C’est au tour du Mauritanien maintenant, quand il posera le pied de l’autre côté de la frontière. D’abord 2.000 Fcfa qu’il aura à laisser au premier poste de la police frontière. S’il n’a pas trop de bagages neufs, il n’aura pas trop à s’inquiéter de la douane. Mais gare à lui si par malheur, il transporte des pièces de tissus, de l’huile ou quelque autre produit ? On ne le ratera pas. Il est automatiquement associé à un commerçant même si ces produits sont destinés à être offerts à des proches ou à des amis.

La différence entre les deux administrations se manifeste surtout au retour. Du côté sénégalais, on réclamera au voyageur mauritanien encore 1.000 Fcfa pour rentrer chez lui, alors que du côté mauritanien outre les 1.500 UM déjà mentionnés plus haut, le Sénégalais sera contrôlé à tous les postes et souvent on le fera descendre du véhicule pour également contrôler ses bagages ou l’inscrire sur les registres d’entrée, alors que tout ceci pouvait être faits au niveau d’un seul poste.

Des tracasseries qui n’ont vraiment plus lieu d’être. Personne ne peut refuser un contrôle. Mais il y a des règles à observer.
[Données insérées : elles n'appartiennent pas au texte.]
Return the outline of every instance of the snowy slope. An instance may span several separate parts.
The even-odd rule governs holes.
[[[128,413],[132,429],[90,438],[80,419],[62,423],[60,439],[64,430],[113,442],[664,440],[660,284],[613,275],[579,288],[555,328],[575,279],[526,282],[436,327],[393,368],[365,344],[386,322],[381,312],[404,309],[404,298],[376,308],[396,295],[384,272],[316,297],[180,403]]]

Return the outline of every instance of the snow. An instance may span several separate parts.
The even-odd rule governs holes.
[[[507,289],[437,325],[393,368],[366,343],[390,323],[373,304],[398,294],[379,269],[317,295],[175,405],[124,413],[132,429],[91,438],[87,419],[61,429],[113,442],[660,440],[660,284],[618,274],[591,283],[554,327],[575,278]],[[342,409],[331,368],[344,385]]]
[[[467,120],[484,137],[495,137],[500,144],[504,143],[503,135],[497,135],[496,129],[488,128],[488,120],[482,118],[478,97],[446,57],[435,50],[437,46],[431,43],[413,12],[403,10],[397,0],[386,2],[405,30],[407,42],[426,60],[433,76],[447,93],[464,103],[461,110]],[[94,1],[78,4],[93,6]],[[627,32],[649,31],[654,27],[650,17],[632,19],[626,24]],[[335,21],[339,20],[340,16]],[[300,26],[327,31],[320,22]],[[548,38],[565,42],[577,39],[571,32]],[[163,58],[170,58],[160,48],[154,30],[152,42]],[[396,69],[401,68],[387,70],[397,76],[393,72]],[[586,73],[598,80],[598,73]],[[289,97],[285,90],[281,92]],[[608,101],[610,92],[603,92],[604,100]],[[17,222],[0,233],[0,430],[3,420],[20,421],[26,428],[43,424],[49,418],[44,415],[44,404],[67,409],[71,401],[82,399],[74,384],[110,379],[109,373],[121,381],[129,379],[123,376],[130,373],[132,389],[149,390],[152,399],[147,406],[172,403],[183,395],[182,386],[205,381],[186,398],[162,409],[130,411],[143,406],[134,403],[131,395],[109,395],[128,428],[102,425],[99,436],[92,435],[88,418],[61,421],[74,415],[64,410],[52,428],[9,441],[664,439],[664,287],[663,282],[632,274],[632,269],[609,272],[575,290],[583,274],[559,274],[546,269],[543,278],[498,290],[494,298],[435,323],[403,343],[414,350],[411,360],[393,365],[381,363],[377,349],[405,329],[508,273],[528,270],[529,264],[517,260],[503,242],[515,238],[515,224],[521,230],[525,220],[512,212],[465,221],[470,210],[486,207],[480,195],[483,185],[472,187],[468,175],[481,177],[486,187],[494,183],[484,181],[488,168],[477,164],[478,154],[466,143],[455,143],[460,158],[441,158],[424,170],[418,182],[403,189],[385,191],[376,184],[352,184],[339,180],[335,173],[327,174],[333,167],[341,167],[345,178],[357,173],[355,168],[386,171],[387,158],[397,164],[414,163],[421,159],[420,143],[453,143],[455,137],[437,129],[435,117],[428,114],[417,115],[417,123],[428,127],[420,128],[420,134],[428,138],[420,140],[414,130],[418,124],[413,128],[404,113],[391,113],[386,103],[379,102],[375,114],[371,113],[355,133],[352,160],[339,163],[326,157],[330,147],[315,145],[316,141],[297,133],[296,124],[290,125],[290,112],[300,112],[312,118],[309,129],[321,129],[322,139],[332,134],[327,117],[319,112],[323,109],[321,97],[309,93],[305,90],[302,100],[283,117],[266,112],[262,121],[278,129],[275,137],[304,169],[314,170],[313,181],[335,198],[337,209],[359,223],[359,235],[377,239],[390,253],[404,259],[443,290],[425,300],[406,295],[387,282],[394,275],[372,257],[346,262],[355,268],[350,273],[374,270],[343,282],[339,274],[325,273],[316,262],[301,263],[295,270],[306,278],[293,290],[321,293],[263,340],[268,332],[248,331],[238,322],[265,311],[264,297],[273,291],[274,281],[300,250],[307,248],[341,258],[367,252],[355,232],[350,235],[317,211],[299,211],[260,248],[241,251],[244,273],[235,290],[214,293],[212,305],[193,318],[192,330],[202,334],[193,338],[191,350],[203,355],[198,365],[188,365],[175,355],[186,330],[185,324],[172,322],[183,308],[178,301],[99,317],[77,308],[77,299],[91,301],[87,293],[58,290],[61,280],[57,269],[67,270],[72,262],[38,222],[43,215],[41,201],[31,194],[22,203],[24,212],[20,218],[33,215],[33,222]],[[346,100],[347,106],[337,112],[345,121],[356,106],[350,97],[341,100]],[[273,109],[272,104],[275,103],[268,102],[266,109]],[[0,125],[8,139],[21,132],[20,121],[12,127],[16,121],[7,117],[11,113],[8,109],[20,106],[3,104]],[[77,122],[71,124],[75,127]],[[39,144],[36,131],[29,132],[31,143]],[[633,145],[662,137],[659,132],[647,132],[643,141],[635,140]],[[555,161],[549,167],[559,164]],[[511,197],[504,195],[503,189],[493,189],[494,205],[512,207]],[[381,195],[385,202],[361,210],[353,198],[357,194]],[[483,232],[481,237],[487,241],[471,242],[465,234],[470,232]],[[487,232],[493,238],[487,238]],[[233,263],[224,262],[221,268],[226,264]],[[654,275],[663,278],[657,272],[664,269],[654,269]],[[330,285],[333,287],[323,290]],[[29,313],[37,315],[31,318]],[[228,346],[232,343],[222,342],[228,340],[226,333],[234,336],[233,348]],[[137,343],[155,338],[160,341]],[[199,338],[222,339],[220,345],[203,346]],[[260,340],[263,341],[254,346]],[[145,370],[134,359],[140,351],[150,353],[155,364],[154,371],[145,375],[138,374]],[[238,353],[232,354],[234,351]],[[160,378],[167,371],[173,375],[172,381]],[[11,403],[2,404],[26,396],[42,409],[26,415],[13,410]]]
A commencer par le respect des individus que les agents veulent contrôler, mettre tout le monde au même pied d’égalité, car voyager en fraude ou transporter des produits prohibés n’est l’exclusivité de personne ou d’un peuple. Une fois ce principe accepté, quand on s’adonne à un contrôle de personnes ou de bagages, c’est, je pense, tenter de voir si tout est en règle. Si c’est le cas, laisser le voyageur poursuivre sa route en toute quiétude. Si ce n’est pas le cas, enclencher les procédures prédéfinies pour telle ou telle infraction. On n’a ni besoin de le brutaliser, ou de lui manquer de respect ou de le racketter, sinon, c’est s’adonner à l’abus de pouvoir.

Nous entretenons des relations séculaires avec le Sénégal. Nous avons toujours vécu ensemble. Il est temps que nous changeons ces attitudes négatives qui ne sont pas faites pour raffermir des relations déjà excellentes entre deux pays et deux peuples qui sont condamnés à vivre la main dans la main. Si chacun fait un effort de son côté et applique simplement les règles définies par nos deux gouvernements concernant les déplacements et le séjour dans l’un ou l’autre sans chercher à y ajouter une touche personnelle, tout sera pour le mieux dans le meilleur des mondes.

Nous sommes un peuple connu pour son hospitalité légendaire et son ouverture vers le monde, nous ne pouvons tolérer que certaines brebis galeuses viennent mettre à mal un tel rayonnement pour quelques billets d’ouguiya. Nous n’avons pas à monnayer notre hospitalité ou à l’offrir aux uns et la refuser aux autres.